By Terry Carter, ABA Journal
While President Donald Trump’s administration is cracking down on illegal immigration, with stepped up deportations and proposing a wall on the border of Mexico, it has done nothing to address what some immigration officials for decades have considered the biggest problem: lax or nonenforcement of laws that penalize employers who hire undocumented workers, the Los Angeles Times reports.
In 1986, the Immigration Reform and Control Act, signed by President Ronald Reagan, attacked the problem of illegal immigration from three angles: It gave amnesty and residency to about 3 million undocumented immigrants, beefed up border enforcement and made it illegal to hire undocumented workers.
But the U.S. Chamber of Commerce and other business interests as well as members of Congress from the Midwest, which relies on cheap labor for the agriculture industry, supported the law only after sanctions for employers were weakened, said Peter Brownell, research director for San Diego-based the Center on Policy Initiatives. The result was low fines and a high-bar requirement that employers “knowingly employed” people who were in the country illegally.
“This made it difficult to prosecute cases,” Brownell said.

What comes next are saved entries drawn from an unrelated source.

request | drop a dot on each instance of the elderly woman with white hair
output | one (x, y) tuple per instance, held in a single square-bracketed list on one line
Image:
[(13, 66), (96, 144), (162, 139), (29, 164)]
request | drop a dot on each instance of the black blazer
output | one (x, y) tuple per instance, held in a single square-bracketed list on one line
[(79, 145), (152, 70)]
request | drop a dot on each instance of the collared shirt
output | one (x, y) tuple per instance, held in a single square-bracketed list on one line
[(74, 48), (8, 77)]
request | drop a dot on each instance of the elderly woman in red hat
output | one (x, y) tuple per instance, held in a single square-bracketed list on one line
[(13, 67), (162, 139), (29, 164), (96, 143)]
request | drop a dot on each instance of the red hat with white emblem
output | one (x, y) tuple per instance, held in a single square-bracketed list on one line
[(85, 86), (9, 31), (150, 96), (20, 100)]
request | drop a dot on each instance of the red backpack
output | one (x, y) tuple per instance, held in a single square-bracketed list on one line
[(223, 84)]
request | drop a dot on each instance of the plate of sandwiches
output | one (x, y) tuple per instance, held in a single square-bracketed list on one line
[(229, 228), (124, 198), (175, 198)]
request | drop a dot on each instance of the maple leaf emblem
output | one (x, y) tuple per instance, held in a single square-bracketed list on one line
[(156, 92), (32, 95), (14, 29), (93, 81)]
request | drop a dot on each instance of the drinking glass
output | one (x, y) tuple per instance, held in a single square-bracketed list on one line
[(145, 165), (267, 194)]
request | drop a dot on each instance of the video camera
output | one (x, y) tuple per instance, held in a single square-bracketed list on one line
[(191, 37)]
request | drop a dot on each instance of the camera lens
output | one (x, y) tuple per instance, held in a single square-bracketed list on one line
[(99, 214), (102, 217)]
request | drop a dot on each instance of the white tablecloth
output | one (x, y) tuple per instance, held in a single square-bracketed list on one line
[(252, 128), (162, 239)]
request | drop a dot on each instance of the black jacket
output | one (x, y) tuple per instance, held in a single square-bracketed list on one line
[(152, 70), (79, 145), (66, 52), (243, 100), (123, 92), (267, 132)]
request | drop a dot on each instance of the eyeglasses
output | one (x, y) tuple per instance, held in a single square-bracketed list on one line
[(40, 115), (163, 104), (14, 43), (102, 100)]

From fiscal 2009 to 2016, during the Obama administration, more than 2.5 million people were deported, while 1,337 business managers faced charges such as illegal hiring, tax evasion and money laundering.
“It’s always been easier to go after the workers,” said Doris Meissner, a former commissioner of the U.S. Immigration and Naturalization Service, which is now part of the Immigration and Customs Enforcement and Citizenship and Immigration Services. “But is that any more than just counting numbers? Does that actually change the basic magnet effect of the jobs? No.”
In 1999, then INS official Mark Reed had agents raid meatpacking companies in Nebraska that hired undocumented immigrants. Thousands of workers fled in the wake of what was called Operation Vanguard.
Reed testified in a congressional hearing as the crackdown was underway, touting it as a model for enforcement.
“The neon light is on,” Reed testified at the hearing. “It has been for decades, and that neon light is driven by jobs. As long as those jobs are available, those people are going to come in.”